Later, the Walton Coal Co. purchased the craft and renamed it Valiant. Walton was taken over by the Pittsburgh Coal Co. and in 1921 Pittsburgh sold it to the Water Transport Co. Rebuilt at Elizabeth, Penn., at a cost of $138,000, it was christened the Transporter for service on the lower Ohio.

(Photo)
The Higgerson sisters beside the A. J. Higgerson home at Higgerson landing in 1942. From left to right: Anne, Mary, Alice and Hattie. Alice and Hattie survived the sinking of the Steamboat Transporter in 1927. [Photo courtesy of Martha Hunter]
The Transporter began hauling manufactured steel from Pittsburgh to Memphis, and it is here that our story becomes local. Bound upriver in 1927, it was pushing its 12 empty barges back to Pittsburgh when it reached New Madrid. Bend. The river was in flood and the Higgerson family was living on the second floor of their home at Higgerson Landing, when Hattie Higgerson boarded the Transporter for a trip to Cincinnati. Alice and Edgar Taylor were on board also. Alice was Hattie's sister, and Edgar Taylor worked as a steward on the boat. The Taylors lived in Cincinnati.

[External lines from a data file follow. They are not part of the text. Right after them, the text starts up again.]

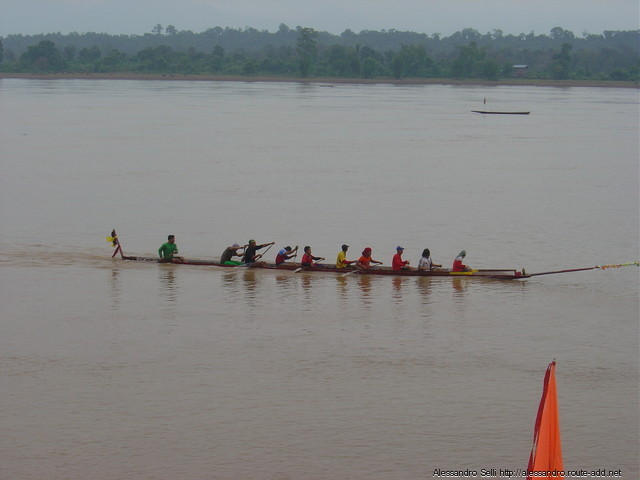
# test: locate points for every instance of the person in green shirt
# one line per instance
(168, 250)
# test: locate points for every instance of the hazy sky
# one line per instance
(335, 16)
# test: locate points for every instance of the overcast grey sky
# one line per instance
(334, 16)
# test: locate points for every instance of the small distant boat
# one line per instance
(488, 112)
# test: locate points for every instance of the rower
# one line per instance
(457, 263)
(227, 256)
(308, 259)
(341, 261)
(285, 254)
(397, 262)
(251, 255)
(365, 261)
(168, 250)
(425, 262)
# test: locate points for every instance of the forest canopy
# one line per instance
(305, 52)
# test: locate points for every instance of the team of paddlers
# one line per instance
(248, 256)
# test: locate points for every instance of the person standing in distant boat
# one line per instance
(365, 261)
(251, 255)
(458, 266)
(285, 254)
(425, 262)
(308, 259)
(397, 263)
(227, 256)
(341, 261)
(168, 250)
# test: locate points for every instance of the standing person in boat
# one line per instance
(397, 263)
(365, 261)
(308, 259)
(167, 251)
(227, 256)
(458, 266)
(251, 255)
(341, 261)
(425, 262)
(285, 254)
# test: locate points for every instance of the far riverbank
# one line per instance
(328, 81)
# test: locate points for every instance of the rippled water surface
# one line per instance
(118, 370)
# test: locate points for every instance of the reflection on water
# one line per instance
(169, 287)
(115, 285)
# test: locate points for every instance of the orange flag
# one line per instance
(546, 454)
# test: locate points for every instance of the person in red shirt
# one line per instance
(365, 261)
(308, 259)
(398, 263)
(458, 266)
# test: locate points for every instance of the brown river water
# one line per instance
(122, 370)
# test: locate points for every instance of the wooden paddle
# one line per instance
(298, 270)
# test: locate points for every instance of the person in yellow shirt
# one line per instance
(341, 261)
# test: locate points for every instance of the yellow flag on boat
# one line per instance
(545, 461)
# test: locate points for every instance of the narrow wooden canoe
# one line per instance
(486, 112)
(506, 274)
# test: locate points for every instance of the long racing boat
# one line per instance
(496, 273)
(506, 274)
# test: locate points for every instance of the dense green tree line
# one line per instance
(306, 52)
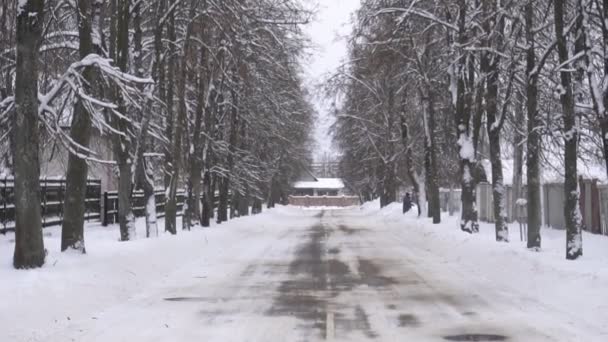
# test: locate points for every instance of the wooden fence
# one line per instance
(109, 214)
(52, 195)
(593, 204)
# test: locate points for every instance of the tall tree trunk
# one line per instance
(534, 124)
(431, 156)
(72, 229)
(29, 244)
(192, 213)
(119, 50)
(222, 210)
(179, 122)
(207, 201)
(495, 122)
(411, 170)
(574, 243)
(469, 222)
(518, 151)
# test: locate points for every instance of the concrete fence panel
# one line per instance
(324, 201)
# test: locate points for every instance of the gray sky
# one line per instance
(327, 32)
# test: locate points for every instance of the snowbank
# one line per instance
(73, 287)
(575, 288)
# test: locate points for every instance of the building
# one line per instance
(309, 185)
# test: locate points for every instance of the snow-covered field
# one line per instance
(234, 282)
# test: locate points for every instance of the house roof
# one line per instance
(549, 173)
(321, 183)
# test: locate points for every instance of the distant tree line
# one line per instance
(208, 91)
(433, 87)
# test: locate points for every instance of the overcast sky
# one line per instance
(328, 32)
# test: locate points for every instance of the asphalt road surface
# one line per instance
(336, 278)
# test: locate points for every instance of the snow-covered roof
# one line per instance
(549, 173)
(321, 183)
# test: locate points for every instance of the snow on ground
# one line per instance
(576, 289)
(41, 302)
(116, 292)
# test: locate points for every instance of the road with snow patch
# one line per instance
(340, 277)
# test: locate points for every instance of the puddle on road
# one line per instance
(316, 279)
(408, 321)
(475, 337)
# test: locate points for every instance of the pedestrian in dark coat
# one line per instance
(407, 203)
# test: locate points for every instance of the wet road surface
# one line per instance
(338, 279)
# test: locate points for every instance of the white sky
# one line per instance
(328, 32)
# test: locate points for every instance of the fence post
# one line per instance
(44, 187)
(105, 209)
(4, 200)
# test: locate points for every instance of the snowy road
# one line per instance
(327, 275)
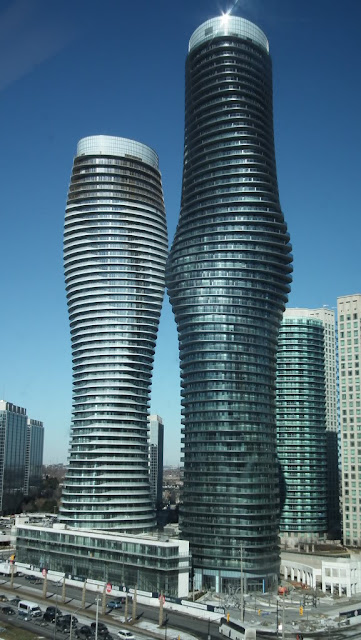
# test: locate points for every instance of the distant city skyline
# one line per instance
(119, 70)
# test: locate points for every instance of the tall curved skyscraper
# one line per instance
(228, 277)
(115, 250)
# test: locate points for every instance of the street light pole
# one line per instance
(56, 606)
(97, 600)
(242, 586)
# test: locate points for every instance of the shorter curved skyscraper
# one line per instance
(115, 249)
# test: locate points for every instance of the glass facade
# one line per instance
(152, 565)
(301, 427)
(228, 277)
(115, 249)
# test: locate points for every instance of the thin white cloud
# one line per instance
(30, 33)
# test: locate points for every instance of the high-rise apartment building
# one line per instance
(228, 277)
(34, 455)
(301, 427)
(156, 443)
(327, 317)
(115, 249)
(349, 330)
(21, 455)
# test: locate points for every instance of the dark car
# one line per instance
(9, 611)
(33, 579)
(84, 633)
(102, 628)
(64, 622)
(114, 604)
(51, 613)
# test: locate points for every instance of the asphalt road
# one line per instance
(175, 620)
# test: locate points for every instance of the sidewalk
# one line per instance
(141, 626)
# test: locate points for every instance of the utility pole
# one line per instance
(134, 609)
(161, 609)
(12, 576)
(63, 591)
(104, 599)
(126, 609)
(97, 600)
(83, 595)
(45, 584)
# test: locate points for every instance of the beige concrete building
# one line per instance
(349, 326)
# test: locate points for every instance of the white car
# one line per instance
(125, 635)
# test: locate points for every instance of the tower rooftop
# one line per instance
(228, 25)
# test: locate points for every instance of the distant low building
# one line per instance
(21, 455)
(34, 455)
(156, 442)
(153, 563)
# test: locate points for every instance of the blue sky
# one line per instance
(83, 67)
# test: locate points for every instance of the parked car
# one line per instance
(33, 579)
(84, 633)
(125, 635)
(51, 613)
(63, 622)
(102, 628)
(114, 604)
(9, 611)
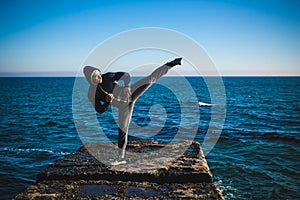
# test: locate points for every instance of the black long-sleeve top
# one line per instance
(98, 97)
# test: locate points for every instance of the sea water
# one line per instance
(256, 157)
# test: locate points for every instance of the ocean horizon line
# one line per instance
(74, 75)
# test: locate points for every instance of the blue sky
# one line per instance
(241, 37)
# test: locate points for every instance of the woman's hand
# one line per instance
(127, 92)
(109, 97)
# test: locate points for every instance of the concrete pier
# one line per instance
(81, 176)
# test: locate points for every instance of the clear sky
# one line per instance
(254, 37)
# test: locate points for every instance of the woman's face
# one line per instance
(98, 79)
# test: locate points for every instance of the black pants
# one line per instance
(125, 111)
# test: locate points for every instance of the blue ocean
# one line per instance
(257, 155)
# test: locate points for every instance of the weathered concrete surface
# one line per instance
(161, 176)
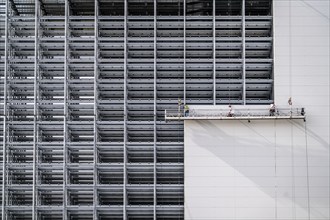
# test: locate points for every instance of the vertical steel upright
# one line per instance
(35, 108)
(214, 54)
(184, 53)
(125, 110)
(155, 113)
(65, 107)
(243, 54)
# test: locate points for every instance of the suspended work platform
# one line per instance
(236, 112)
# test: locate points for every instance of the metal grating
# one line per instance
(83, 98)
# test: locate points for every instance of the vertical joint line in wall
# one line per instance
(35, 131)
(307, 171)
(184, 52)
(214, 55)
(4, 145)
(65, 135)
(293, 176)
(95, 197)
(155, 110)
(243, 53)
(275, 169)
(292, 147)
(125, 111)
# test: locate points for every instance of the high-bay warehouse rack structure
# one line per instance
(84, 89)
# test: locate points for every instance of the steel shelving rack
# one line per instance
(84, 88)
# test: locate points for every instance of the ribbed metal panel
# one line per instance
(84, 88)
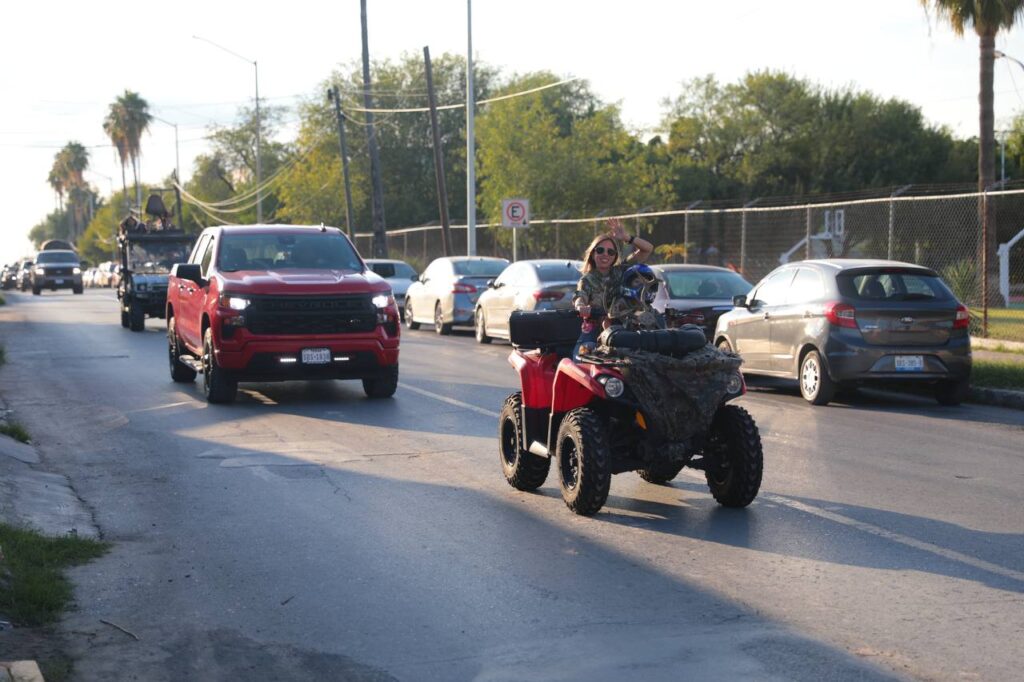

That night at about 6 p.m., when the boat was 20 miles above Cairo, a powerful tornado crossed the river and hit the Transporter.

Captain Forman described the event: "The cyclone came up without a minutes warning, the boat was first blown to the Kentucky shore, then a twister came and blew the craft toward the Illinois shore, the pilot house was blown off, doors, windows and glass flying, timbers cracking, life boats were blown away, waves lashing higher than a two story house were rolling."

The Captain ordered everyone onto the barges for safety and cut the boat away and it sank. When it boilers reached the water a large cloud of black smoke arose. Everyone had made it onto the barges except the fireman who was blown away and killed. The drenched survivors aboard the barges drifted on the wide and dark river. A crew member lashed a couple of planks together and swam to shore for help. A rescue boat arrived about midnight and took the crew and passengers on board.

For the rest of her life, Hattie Higgerson had an uncontrollable fear of the slightest storm or any threatening weather. Recalled her niece recently, "We never knew what was wrong with her until we found the newspaper article about the sinking of the Transporter."

It was an unforgettable trip on the river for Hattie Higgerson.